More broker bodies makes no sense

I want to leave the global banking crisis to one side and turn to the rather more parochial matter of the breakaway of the London Market Brokers Committee from the British Insurance Brokers’ Association to form the London International Insurance Brokers Association (LIIBA). I find this almost unfathomable in the context of the current state of the financial markets and regulation. Clearly no-one has applied the “How do others see us test?” to this.
The last thing insurance intermediaries need at the moment is further fragmentation of their representation. Just how do these London market brokers think news of yet another trade association to deal with is going to be greeted in the Treasury and at the Financial Services Authority with everything they have to deal with at the moment? A groan or two would seem to be the mildest reaction. More likely, they will be cursing, that is when they even have time to notice a new acronym appearing on the outer fringes of their radar screens.
It does seem that unity in the world of intermediary representation is an elusive goal. Just as BIBA and the Institute of Insurance Brokers start moving closer together so the London market brokers fall off the other end. And if you consider the independent financial advisers also have their own trade bodies, it looks as if there will be four (or more) organisations pushing the intermediary case with government and regulators.
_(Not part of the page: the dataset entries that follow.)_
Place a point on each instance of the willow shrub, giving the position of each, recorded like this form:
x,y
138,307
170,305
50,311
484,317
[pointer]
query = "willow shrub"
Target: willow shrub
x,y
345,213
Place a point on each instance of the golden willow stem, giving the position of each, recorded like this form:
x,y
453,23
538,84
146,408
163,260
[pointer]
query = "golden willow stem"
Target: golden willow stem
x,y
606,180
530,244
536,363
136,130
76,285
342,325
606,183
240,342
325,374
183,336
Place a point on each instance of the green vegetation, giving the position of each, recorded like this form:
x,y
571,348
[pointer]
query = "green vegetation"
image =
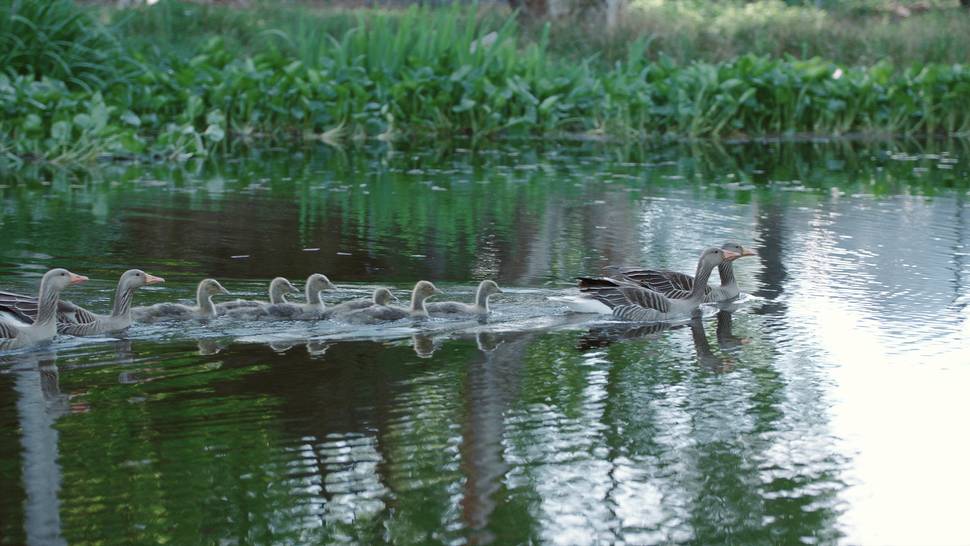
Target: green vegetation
x,y
180,80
This really does seem a step back into the past. Thirty years ago there were four intermediary bodies that briefly came together to form BIBA, a rare moment of unity before regulation started to change the world and the new breed of IFAs emerged as the general and life markets drifted apart. Now we have a potential return to that ludicrous multiplicity of trade bodies.
Intermediaries and brokers often complain they get a bad deal from government and regulators: do they really wonder why? Are there really people out there who believe that by having more organisations representing what most of the rest of the world sees as one market they will get a better deal? It is a spectacular piece of self-deluding naivety if they genuinely think that.
While the Treasury and the FSA will be groaning at the prospect, other market bodies that brokers might find themselves at loggerheads with will be quietly relishing the prospect of being able to play the broker trade associations off against each other. The skilled and experienced lobbyists among the really powerful trade associations like the Association of British Travel Agents and the Association of British Insurers will be quietly very content at the disunity in the world of insurance broking.